A sustentabilidade dos media tarda em chegar, ameaçados pela concorrência das novas plataformas digitais e pela quebra nas receitas publicitárias. Os players do setor nunca enfrentaram tantos desafios como agora e o caminho passa por sucessivos reajustamentos à forma como as condições do mercado evoluem. A reinvenção é uma constante.
"Há uma fragmentação do nível da oferta e uma dispersão ao nível da procura. O que é um desafio, mas também uma oportunidade. Estamos preparados para nos reinventar constantemente", como começou por garantir o CEO da Impresa. Para Francisco Pedro Balsemão, esse processo " requer um grande esforço em pessoas e tecnologia, sobretudo nos media privados. Temos procurado ser os mais racionais possível, com imaginação, e adequar a estrutura e custos a cada momento. É das coisas mais desafiantes, mas também mais interessantes deste negócio. Temos feito um esforço de inovação e temos dado um passo à frente face aos concorrentes".

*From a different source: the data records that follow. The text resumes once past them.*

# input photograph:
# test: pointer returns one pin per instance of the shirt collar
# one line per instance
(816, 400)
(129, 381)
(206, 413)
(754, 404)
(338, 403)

Olhando para o futuro, o líder da Media Capital não tem dúvidas de que está ainda mais ameaçado pelas tendências de mercado. É o caso da IA, que está a normalizar-se nos grupos de comunicação social. A preocupação aqui tem a ver mais com a publicidade digital, onde sempre tivemos mais dificuldades em concorrer. Pedro Morais Leitão diz que "esta guerra parece estar a travar-se entre as gigantes mundiais da IA, o que cria uma preocupação grande, pois é uma guerra que afeta o mundo da comunicação social em termos globais. Estamos atentos aos que os demais grupos estão a fazer, mas o que pedimos à CE e ao Governo é estarem particularmente atentos, para evitar o caminho das pedras que já seguimos com os motores de busca".
Já Luís Santana, CEO da Medialivre, diz que o grupo aposta "numa equipa muito focada em resultados e trabalhos com objetivos bem definidos. Mas as dificuldades existem, dadas as assimetrias ao nível da concorrência. Não conseguimos competir com as grandes plataformas mundiais e temos novas ameaças com as ofertas de IA". E consegue mostrar-se otimista: "apesar das dificuldades, estou em crer que a comunicação social tem futuro".
Em pleno processo de restruturação, que implica a redução de efetivos, a RTP diz que está a fazer face a "uma estrutura pesada", nas palavras do seu presidente. Segundo Nicolau Santos, há que "mudar o modo de trabalhar, aproximar as redações das diferentes plataformas, entre outras iniciativas. As empresas têm ciclos e há alturas de mudanças - nesse sentido, fizemos um trabalho fantástico. A decisão é na exclusiva competência da Direção da RTP e sem qualquer interferência política".
O gestor referia-se ao processo de demissão da direção de informação da RTP, que tem gerado polémica. "As empresas têm ciclos e António José Teixeira e a sua equipa fizeram um trabalho fantástico. Não é apenas o diretor da televisão que sai, não foi alvo que foi focado", diz, destacando que empresa está "a tentar encontrar fontes alternativas de receita", mas que é preciso "olhar para os custos". Até porque, se nos últimos 15 anos, a RTP teve resultados positivos, "este ano vamos ter resultados significativamente negativos", impactados pelo programa de rescisões voluntárias e pelo investimento. Mas expetativa é regressar aos lucros em 2026.